Tip

For an interactive online version click here: Binder badge

Example: Working with raster data#

[1]:
# import hydromt and initiate the test artifact_data catalog
import hydromt
from hydromt.log import setuplog

logger = setuplog("raster data", log_level=10)
data_catalog = hydromt.DataCatalog(logger=logger, data_libs=["artifact_data"])
2024-02-26 15:14:01,993 - raster data - log - INFO - HydroMT version: 0.9.4
2024-02-26 15:14:02,017 - raster data - data_catalog - INFO - Reading data catalog archive artifact_data v0.0.8
2024-02-26 15:14:02,017 - raster data - data_catalog - INFO - Parsing data catalog from /home/runner/.hydromt_data/artifact_data/v0.0.8/data_catalog.yml

Here, we illustrate some common GIS problems and how the functionality of the DataArray/Dataset raster accessor can be used. The data is accessed using the HydroMT DataCatalog. For more information see the Reading raster data example.

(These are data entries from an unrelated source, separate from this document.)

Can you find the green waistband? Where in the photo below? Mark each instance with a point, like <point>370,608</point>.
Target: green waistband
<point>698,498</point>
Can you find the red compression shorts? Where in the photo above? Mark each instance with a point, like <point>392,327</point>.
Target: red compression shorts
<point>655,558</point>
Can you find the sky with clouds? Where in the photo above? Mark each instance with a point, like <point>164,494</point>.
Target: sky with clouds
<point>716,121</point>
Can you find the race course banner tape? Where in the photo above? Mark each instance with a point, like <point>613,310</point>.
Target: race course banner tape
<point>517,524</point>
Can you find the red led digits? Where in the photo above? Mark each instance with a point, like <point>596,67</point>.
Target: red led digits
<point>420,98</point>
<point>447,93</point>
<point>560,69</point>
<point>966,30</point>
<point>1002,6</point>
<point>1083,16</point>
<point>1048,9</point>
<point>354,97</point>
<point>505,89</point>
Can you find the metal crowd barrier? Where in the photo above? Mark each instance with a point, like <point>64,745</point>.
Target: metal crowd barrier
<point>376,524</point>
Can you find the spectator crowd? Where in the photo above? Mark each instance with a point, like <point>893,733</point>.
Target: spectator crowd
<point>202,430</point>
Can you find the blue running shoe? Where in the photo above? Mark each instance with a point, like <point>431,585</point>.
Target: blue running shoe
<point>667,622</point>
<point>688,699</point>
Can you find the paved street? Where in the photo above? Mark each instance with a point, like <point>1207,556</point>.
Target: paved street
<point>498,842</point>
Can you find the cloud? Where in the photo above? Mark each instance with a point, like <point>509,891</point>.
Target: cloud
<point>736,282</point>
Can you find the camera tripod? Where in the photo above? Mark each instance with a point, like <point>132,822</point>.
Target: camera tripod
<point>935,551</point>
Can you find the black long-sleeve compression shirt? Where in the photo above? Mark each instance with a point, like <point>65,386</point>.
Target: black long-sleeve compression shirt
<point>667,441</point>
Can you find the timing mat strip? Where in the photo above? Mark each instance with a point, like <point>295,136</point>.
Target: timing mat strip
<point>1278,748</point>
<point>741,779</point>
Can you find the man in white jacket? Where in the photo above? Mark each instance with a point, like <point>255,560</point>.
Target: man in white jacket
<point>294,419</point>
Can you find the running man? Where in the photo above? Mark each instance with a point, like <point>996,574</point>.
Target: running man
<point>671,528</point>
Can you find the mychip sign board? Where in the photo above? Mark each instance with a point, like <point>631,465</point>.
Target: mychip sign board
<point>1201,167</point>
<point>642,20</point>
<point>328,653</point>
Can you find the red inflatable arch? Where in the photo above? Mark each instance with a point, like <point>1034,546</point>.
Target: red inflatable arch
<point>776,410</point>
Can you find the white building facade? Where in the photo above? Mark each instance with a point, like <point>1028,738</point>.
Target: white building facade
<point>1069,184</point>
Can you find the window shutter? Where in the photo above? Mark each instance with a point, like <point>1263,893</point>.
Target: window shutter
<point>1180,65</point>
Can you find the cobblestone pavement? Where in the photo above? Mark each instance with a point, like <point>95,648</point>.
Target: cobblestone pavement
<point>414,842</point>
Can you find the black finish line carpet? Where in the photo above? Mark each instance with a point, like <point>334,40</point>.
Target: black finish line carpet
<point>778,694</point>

Note that this implementation is based on a very earlier version of rioxarray and in fact we are using some of rioxarray functionality and working towards replacing our duplicated functionality with that of rioxarray and will try to contribute new functionality to rioxarray. The original reason for the raster data accessor was that we needed some changes in the internals of the writing methods for PCRaster data which is not fully supported by its GDAL driver. Currently the key difference between both packages, besides the naming of the accessor and some methods, are in new methods that have been added over time by both packages and the way that the raster attribute data is stored. In HydroMT this attribute data is always stored in the spatial_ref coordinate of the DataArray/Dataset whereas rioxarray uses additional attributes of the RasterDataset class.

Geospatial attributes#

Using the raster accessor we can get (and set) many geospatial properties of regular raster datasets.

[2]:
# get the GHS population raster dataset from the catalog
da = data_catalog.get_rasterdataset("ghs_pop_2015").rename("population")
da.raster.mask_nodata().reset_coords(drop=True).plot(vmax=200)
2024-02-26 15:14:02,069 - raster data - rasterdataset - INFO - Reading ghs_pop_2015 raster data from /home/runner/.hydromt_data/artifact_data/v0.0.8/ghs_pop_2015.tif
[2]:
<matplotlib.collections.QuadMesh at 0x7fe3fcada290>
../_images/_examples_working_with_raster_6_2.png
[3]:
# coordinate reference system
da.raster.crs
[3]:
<Geographic 2D CRS: EPSG:4326>
Name: WGS 84
Axis Info [ellipsoidal]:
- Lat[north]: Geodetic latitude (degree)
- Lon[east]: Geodetic longitude (degree)
Area of Use:
- undefined
Datum: World Geodetic System 1984
- Ellipsoid: WGS 84
- Prime Meridian: Greenwich
[4]:
# geospatial transform, see https://www.perrygeo.com/python-affine-transforms.html
da.raster.transform
[4]:
Affine(0.0024999999900981278, 0.0, 11.600416643117885,
       0.0, -0.0024999999899385983, 46.80041668121458)
[5]:
# names of x- and y dimensions
(da.raster.x_dim, da.raster.y_dim)
[5]:
('x', 'y')
[6]:
# nodata value (or fillvalue) of a specific variable
da.raster.nodata
[6]:
-200.0

Reproject (warp) raster data#

A common preprocessing step to generate model data is to make sure all data is in the same CRS. The .raster.reproject() are build on rasterio and GDAL and make this really easy for you.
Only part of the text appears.